In low-altitude, GNSS-denied scenarios, Unmanned aerial vehicles (UAVs) rely on sensor fusion for self-localization. This article presents a resilient multi-sensor fusion localization system that integrates light detection and ranging (LiDAR), cameras, and inertial measurement units (IMUs) to achieve state estimation for UAVs. To address challenging environments, especially unstructured ones, IMU predictions are used to compensate for pose estimation in the visual and LiDAR components. Specifically, the accuracy of IMU predictions is enhanced by increasing the correction frequency of IMU bias through data integration from the LiDAR and visual modules.

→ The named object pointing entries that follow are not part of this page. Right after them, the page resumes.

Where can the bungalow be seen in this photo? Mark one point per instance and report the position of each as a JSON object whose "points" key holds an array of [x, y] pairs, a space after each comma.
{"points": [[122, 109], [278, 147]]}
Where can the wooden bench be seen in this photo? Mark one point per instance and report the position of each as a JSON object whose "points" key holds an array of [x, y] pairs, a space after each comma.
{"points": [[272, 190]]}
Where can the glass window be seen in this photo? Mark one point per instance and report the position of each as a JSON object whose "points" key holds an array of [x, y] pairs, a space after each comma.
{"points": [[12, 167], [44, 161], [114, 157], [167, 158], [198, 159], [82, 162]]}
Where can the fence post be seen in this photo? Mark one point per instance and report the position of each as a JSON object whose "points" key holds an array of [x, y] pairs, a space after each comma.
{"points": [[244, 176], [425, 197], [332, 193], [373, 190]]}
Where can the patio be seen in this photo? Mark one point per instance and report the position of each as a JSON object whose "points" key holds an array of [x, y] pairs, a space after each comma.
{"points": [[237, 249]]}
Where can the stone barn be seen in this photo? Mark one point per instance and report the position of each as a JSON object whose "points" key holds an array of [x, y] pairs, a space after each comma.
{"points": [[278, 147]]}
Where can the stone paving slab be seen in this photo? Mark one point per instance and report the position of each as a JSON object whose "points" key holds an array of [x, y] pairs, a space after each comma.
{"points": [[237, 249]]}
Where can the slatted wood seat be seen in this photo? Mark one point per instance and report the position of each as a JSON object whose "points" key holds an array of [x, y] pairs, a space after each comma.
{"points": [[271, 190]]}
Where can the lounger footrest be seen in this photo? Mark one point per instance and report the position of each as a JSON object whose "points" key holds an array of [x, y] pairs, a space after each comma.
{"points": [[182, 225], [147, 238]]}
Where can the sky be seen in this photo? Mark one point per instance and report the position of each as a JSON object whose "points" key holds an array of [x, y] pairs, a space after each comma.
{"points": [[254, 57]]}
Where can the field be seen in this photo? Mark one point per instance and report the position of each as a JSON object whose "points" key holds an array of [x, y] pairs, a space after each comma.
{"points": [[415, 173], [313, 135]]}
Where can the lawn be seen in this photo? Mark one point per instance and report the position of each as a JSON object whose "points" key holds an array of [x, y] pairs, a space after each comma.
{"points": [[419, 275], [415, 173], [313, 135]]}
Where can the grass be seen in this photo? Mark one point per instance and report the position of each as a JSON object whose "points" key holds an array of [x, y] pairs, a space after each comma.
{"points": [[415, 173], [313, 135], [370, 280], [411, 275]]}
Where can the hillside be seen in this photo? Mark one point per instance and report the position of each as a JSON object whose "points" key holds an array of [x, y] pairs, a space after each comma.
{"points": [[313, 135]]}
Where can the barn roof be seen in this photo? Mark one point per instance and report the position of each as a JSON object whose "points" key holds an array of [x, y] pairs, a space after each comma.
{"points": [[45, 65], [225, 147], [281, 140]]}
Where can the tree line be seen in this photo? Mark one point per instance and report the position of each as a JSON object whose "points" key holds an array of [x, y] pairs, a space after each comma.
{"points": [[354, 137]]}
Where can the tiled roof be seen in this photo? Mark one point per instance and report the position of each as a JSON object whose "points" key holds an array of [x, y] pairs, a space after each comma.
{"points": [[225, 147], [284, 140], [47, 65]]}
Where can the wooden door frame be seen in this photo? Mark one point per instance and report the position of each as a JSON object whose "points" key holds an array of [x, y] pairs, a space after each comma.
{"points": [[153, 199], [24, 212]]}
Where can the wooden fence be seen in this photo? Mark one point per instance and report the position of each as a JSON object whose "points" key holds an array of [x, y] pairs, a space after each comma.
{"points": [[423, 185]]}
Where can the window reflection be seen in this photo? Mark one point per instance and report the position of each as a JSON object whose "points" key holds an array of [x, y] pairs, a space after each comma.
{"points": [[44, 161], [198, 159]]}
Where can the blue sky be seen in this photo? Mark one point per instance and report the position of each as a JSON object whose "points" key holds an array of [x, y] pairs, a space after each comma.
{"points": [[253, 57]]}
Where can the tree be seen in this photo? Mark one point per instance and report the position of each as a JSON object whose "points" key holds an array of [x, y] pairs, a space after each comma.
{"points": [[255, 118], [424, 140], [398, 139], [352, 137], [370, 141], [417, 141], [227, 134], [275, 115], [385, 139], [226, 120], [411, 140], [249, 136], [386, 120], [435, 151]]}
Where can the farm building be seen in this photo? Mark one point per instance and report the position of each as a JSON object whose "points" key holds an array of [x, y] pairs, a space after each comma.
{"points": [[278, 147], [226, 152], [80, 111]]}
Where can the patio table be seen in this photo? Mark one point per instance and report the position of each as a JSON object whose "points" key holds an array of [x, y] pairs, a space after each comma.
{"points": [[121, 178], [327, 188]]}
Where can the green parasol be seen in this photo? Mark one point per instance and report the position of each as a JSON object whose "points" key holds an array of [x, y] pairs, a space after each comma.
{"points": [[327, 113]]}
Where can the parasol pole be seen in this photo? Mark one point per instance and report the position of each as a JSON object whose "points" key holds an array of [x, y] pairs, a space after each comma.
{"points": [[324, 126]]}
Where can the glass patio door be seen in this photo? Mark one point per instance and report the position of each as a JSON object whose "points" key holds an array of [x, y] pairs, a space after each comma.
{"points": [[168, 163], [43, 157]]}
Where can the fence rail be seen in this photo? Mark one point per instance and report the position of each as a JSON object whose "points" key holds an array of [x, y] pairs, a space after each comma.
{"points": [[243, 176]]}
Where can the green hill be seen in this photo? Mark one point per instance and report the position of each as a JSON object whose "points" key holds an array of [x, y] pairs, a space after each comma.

To reduce the impact of random errors and measurement noise in LiDAR points on visual depth measurement, cross-validation of visual feature depth is performed using reprojection error to eliminate outliers. Additionally, a structure monitor is introduced to switch operation modes in hybrid point cloud registration, ensuring accurate state estimation in both structured and unstructured environments. In unstructured scenes, a geometric primitive capable of representing irregular planes is employed for point-to-surface registration, along with a novel pose-solving method to estimate the UAV’s pose. Both private and public datasets collected by UAVs validate the proposed system, proving that it outperforms state-of-the-art algorithms by at least 12.6%.